第41話 負けるもんですか!

「おい女、出ろ。お頭がお呼びだ」


 私を連れに来たのは、用心深そうなダミ声のほうの男だった。


 お尻が痛くなったことなど、自虐ネタで和んでいたというのに、一気に空気が張り詰めたものへと変わってしまった。


「グズグズするな。痛い目に遭いてぇのか!」


 身を竦ませ動かずにいると、片足で格子をガツンと蹴りドスの利いた声で怒鳴られる。その声に子どもたちの肩がびくりと跳ね、牢屋の片隅に引っ込んでしまった。


 せっかく笑顔が戻ったのに……

 私がここにいると、子どもたちを怖がらせてしまうわね。


「行きますから、大きな声を出さないでください」


 速やかに立ち上がると、ロイに「行ってはダメだ!」と手を握られる。


「このクソガキが! 余計なことをするんじゃねえ」


 苛立った男が牢屋の中に入って来て、ロイのお腹を力任せに蹴飛ばした。


「ぐわっ──」

「キャー! ロイ!」


 壁まで飛ばされたロイは、背中を打ち付けぐったりする。その様子に、クレアたちが泣き出してしまう。

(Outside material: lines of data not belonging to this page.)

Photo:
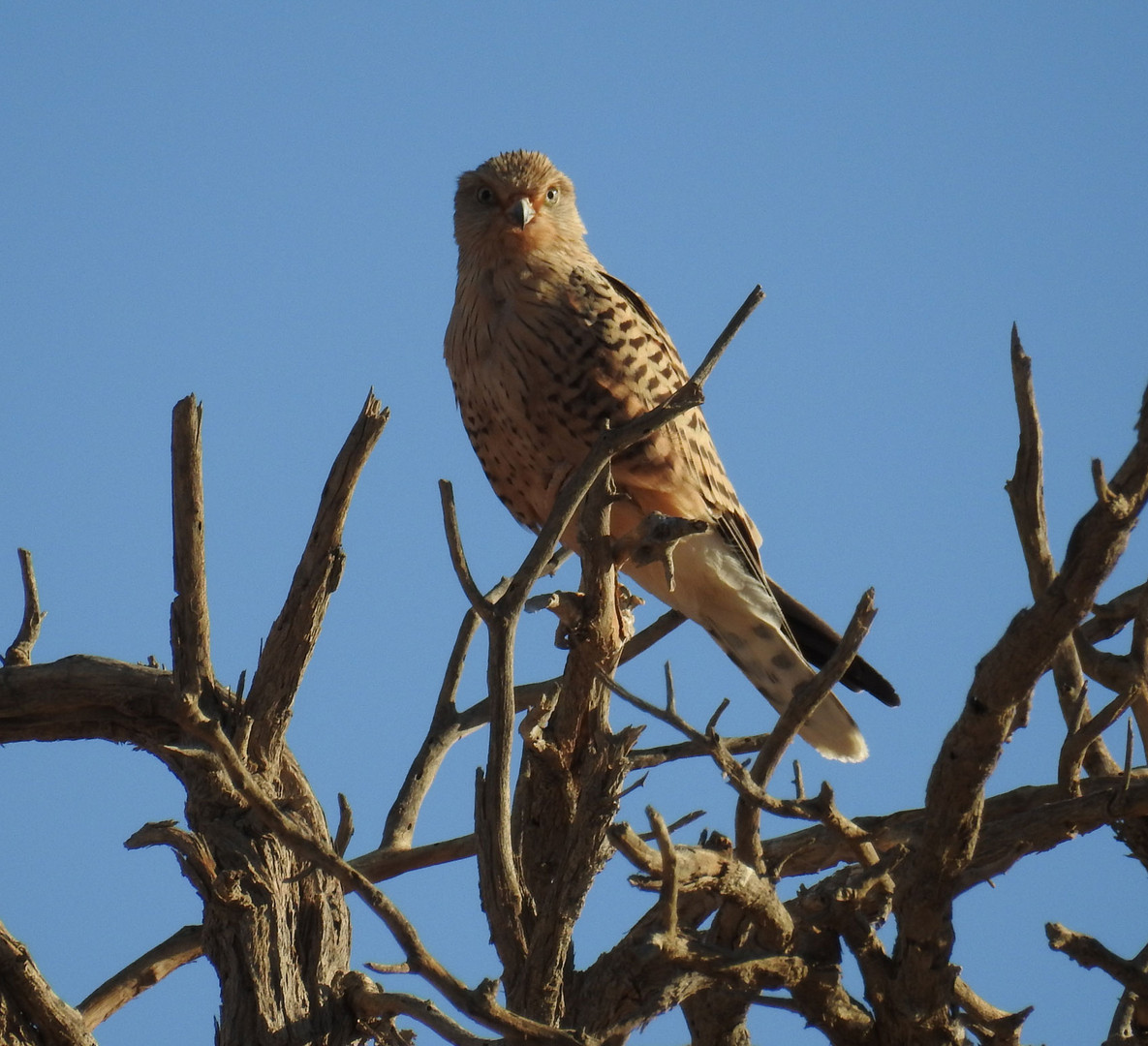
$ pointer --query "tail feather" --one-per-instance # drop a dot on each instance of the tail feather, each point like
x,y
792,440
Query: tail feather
x,y
713,588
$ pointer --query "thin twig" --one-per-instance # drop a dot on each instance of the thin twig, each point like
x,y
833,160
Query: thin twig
x,y
191,641
667,903
184,946
19,654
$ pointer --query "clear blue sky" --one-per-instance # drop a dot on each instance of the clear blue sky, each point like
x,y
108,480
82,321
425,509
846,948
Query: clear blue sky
x,y
252,202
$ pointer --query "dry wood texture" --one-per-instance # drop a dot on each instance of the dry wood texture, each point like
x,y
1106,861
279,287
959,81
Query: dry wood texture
x,y
718,936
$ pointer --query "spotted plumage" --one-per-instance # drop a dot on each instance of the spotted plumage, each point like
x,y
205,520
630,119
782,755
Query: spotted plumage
x,y
544,347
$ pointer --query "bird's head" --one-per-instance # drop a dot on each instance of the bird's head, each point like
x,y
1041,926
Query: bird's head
x,y
512,205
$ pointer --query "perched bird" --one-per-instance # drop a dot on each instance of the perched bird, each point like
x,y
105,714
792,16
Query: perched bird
x,y
543,348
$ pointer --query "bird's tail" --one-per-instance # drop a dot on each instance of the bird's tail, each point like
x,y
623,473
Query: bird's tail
x,y
737,608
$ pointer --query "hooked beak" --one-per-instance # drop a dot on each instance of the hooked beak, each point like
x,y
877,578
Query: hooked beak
x,y
520,212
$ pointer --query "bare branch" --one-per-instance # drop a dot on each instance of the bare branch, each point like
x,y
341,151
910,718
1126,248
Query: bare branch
x,y
1001,685
667,903
295,631
184,946
19,654
23,985
191,642
1090,953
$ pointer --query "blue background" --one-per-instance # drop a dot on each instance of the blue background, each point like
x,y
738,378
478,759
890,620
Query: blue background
x,y
253,202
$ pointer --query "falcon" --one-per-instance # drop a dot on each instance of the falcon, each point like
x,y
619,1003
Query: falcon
x,y
544,348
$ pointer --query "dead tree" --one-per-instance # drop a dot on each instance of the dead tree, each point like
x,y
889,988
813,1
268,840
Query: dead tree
x,y
719,935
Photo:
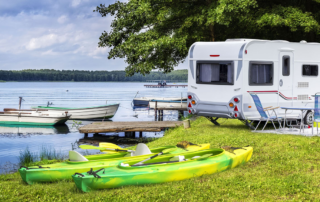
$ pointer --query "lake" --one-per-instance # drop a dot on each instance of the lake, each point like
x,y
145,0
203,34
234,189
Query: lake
x,y
70,94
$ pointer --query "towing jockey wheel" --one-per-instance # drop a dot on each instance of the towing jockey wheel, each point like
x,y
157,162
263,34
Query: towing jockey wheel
x,y
308,118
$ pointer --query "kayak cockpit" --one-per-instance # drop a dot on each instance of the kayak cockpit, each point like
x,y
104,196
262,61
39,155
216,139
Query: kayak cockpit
x,y
171,158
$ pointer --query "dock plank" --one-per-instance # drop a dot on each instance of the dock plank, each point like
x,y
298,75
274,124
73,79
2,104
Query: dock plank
x,y
147,126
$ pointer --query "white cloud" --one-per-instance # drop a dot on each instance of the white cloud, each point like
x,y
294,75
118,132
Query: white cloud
x,y
62,19
45,41
75,3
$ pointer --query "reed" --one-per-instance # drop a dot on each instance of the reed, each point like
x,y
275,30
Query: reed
x,y
50,154
28,158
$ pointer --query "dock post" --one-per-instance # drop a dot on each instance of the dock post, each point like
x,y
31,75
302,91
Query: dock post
x,y
186,123
155,111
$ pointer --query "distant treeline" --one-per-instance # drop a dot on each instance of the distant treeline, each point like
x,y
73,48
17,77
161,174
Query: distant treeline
x,y
77,75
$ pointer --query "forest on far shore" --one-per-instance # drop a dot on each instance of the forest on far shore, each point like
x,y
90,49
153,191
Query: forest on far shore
x,y
78,75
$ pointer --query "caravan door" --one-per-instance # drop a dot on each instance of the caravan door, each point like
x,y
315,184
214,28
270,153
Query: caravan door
x,y
285,86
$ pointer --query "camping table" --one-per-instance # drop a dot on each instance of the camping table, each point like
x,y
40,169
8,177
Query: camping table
x,y
303,109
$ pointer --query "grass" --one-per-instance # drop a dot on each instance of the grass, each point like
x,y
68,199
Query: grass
x,y
283,167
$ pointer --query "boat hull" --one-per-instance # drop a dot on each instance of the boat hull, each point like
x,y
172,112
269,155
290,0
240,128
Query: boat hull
x,y
33,118
119,176
65,170
145,101
168,105
89,113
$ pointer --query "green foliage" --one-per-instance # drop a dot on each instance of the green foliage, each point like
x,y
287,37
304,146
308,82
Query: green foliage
x,y
77,125
156,34
76,75
282,168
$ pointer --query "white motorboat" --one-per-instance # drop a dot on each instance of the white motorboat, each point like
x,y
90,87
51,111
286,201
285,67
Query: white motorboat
x,y
167,104
144,101
86,113
32,117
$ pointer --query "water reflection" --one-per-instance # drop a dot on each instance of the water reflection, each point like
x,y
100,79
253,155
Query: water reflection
x,y
25,130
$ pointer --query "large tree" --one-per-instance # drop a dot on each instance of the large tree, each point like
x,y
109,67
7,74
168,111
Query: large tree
x,y
156,34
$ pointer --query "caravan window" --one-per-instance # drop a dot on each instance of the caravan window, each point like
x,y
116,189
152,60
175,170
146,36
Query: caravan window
x,y
261,74
310,70
286,65
220,73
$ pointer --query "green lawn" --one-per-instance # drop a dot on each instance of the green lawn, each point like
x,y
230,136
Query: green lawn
x,y
283,167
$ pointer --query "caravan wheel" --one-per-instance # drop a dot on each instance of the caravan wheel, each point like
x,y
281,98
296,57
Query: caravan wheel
x,y
308,119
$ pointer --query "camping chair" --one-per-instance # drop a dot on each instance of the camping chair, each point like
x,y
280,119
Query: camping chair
x,y
265,116
316,109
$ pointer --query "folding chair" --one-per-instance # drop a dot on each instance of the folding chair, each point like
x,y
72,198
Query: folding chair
x,y
265,116
316,109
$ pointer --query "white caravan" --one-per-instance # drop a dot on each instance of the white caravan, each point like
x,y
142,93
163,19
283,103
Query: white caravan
x,y
222,74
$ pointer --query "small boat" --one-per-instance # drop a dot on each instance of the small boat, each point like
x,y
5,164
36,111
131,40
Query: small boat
x,y
144,101
162,169
168,104
17,130
42,117
78,163
86,113
32,117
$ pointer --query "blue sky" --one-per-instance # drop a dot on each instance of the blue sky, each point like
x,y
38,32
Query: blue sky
x,y
54,34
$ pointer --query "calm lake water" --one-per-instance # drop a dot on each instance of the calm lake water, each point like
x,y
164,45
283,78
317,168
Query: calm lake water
x,y
70,94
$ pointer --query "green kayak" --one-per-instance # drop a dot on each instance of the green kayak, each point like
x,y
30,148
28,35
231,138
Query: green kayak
x,y
163,169
65,170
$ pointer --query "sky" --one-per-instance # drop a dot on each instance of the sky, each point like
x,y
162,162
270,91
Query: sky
x,y
55,34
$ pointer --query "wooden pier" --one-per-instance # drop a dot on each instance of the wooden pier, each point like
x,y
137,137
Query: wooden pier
x,y
146,126
165,86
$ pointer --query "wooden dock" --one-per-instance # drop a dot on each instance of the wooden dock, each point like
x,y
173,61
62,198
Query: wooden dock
x,y
146,126
165,86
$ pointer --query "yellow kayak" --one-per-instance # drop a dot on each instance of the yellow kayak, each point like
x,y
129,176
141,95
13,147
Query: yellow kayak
x,y
167,168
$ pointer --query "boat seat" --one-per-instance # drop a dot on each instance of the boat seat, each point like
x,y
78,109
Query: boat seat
x,y
10,109
177,158
141,149
76,156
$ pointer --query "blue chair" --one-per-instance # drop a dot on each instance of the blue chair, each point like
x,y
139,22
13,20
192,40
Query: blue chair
x,y
264,113
316,109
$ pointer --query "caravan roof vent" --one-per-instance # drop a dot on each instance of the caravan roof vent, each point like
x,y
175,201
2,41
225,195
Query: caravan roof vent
x,y
280,41
233,40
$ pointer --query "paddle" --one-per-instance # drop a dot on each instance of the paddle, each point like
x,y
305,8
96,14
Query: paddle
x,y
103,148
109,145
154,156
166,162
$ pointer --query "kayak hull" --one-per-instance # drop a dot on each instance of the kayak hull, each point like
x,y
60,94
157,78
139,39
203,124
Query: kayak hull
x,y
65,170
119,176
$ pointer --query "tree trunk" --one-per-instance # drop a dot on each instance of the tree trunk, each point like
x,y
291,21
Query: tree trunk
x,y
211,32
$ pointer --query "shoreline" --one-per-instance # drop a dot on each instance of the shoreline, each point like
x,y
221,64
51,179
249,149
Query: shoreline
x,y
282,167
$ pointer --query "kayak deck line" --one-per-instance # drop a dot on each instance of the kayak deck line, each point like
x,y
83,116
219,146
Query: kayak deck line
x,y
146,126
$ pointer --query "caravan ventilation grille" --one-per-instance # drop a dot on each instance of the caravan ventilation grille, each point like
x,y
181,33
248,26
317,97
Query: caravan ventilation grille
x,y
303,84
303,97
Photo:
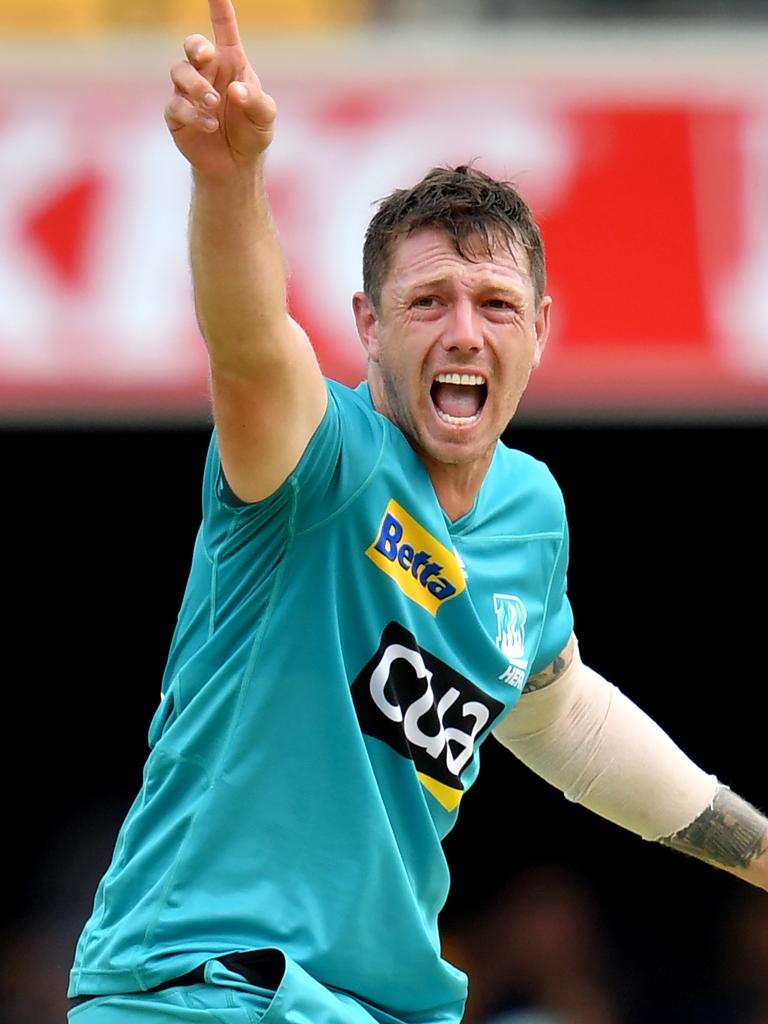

「うるせえぞ、ガキども! おめぇらも同じ目に遭いてぇのか」


 危険だ。この男には慈悲なんてものはない。子どもだろうと女だろうと、関係なく手を上げる残忍さを感じた。


「止めて! お願いですから、子どもたちに酷いことはしないでください」


 子どもたちに近寄ろうとする男の前に回り込み懇願する。


「それよりも、お頭様のところへ早く行きませんか」


 これ以上、不興を買わないようにしなければと、私は従順を装う。


「ふん、はじめから素直にそういやぁいいんだよ。手間かけさせやがって。ついてこい、下手な真似はするんじゃねえぞ」


 逃げようと抗えば、容赦はしない。皆まで言われなくとも、吊り上がった目つきの悪い男に睨まれただけで、そのことを理解できた。


「はい……わかりました」

 頷くと、私を拘束することもなく男が牢屋から出る。私も大人しくそれに続く。


「レ、レティ……シア──」

 呻くようなロイの声が、耳に届く。


「私は大丈夫。皆も希望を捨てないでね!」

 ありったけの笑顔を見せ、私はその場から離れた。


  ∞∞∞


 ドアの前に立つ私の足は、恐怖で震えていた。これから自分の身に起こることを思うと、平静でいろというほうが無理というもの。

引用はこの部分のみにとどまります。